Pour solde de tout compte 5-2


— Pour sûr, une seule femme s'est retrouvée seule ici avec Parson, juste avant son procès. Elle doit être la coupable que vous recherchez.

Tandis que Benjamin s'empresse de fouiller les poches intérieures du veston du Maire, le détective jette un regard inquisiteur vers Finn. L'orateur poursuit son hypothèse.

— Mary Corvette, la jeune femme rousse mariée avec...

— Ah, bingo !

Apparaît alors dans la main de Lemeunier, la petite clé qui, en toute vraisemblance, correspond au coffre-fort du défunt. À nouveau debout, il repousse de l'index ses lunettes.

— Ben je donne pas cher de la vie de ce bon monsieur. Où sont-ils à l'échéance actuelle ?

— City of Kansas, avec une diligence privée. C'est pas comme s'il y avait une autre option de toute façon !

Lemeunier écarte grand les bras et les laisse choir aussitôt.

— Mais, m'enfin ! Je les ai croisés sur la piste, à mi-chemin. Que les dieux soient maudits.

Face à ce constat, Ngoma et Joe restent impassibles. Si Mary Corvette a, de près ou de loin, contribuée à la mort de l'élu, tant mieux. Pour eux, le décès prématuré de Rodgers ne peut que mettre un terme à ses exactions.
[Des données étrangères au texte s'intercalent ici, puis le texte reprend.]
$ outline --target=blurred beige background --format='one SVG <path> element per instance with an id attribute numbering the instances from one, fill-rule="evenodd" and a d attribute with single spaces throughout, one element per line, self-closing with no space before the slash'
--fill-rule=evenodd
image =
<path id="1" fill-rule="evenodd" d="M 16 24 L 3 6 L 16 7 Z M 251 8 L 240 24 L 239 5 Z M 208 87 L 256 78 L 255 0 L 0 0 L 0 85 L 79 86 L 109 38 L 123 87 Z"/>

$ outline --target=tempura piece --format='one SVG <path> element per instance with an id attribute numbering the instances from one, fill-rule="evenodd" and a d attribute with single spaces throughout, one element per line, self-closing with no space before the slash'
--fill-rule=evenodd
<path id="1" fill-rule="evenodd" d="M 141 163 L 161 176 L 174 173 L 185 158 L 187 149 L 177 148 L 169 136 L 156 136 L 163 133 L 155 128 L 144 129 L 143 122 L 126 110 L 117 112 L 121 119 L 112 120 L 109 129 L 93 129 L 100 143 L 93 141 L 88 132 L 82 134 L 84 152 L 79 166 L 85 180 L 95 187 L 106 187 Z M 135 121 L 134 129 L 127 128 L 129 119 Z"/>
— Très bien, je dois donc m'employer à me soustraire de la situation présente, afin de m'y rendre dans un délai proche de l'instantané. Veuillez tous m'accompagner jusqu'à la mairie. J'eusse l'intuition que les indices vont se décanter à notre joyeuse intrusion.

Sans tarder, le quatuor se retrouve à nouveau dans la rue principale. Toujours dans un brouillard tenace, ils entrent dans la bâtisse. Face à l'objet de leur convoitise, rectangulaire, grand et profond, la clé s'enfonce dans la serrure. Dans la foulée, voilà Benjamin l'oreille collée à la molette noire. Il la fait tourner lentement, jusqu'à ce que le cliquetis change de gamme sonore. Amusé tel un enfant de cinq ans, l'expert jubile dans la perspective de déjouer le code.

— Ah, le trois. Notez.

Il poursuit ainsi jusqu'à effectuer un tour complet et obtient deux chiffres supplémentaires. L'engouement de Benjamin retombé, Joe a vite fait de lui exposer les six combinaisons possibles. Le détective soupire, déçu par une telle simplicité. Son troisième coup d'essai s'avère fructueux et la porte en fonte se débloque.

— Saperlipopette, niveau sécurité, ça manque de piment. Voyons voir ce que nous eussions trouvé.

L'ouverture dévoile deux parties. Celle du haut, moins volumineuse, contient des documents administratifs, tandis que dessous, trônent des liasses de billets bien empilées. L'argent, en grosses coupures, ne tarde pas à se retrouver sur la petite table attenante à la pièce. Ngoma a du mal à digérer le mensonge de Rodgers.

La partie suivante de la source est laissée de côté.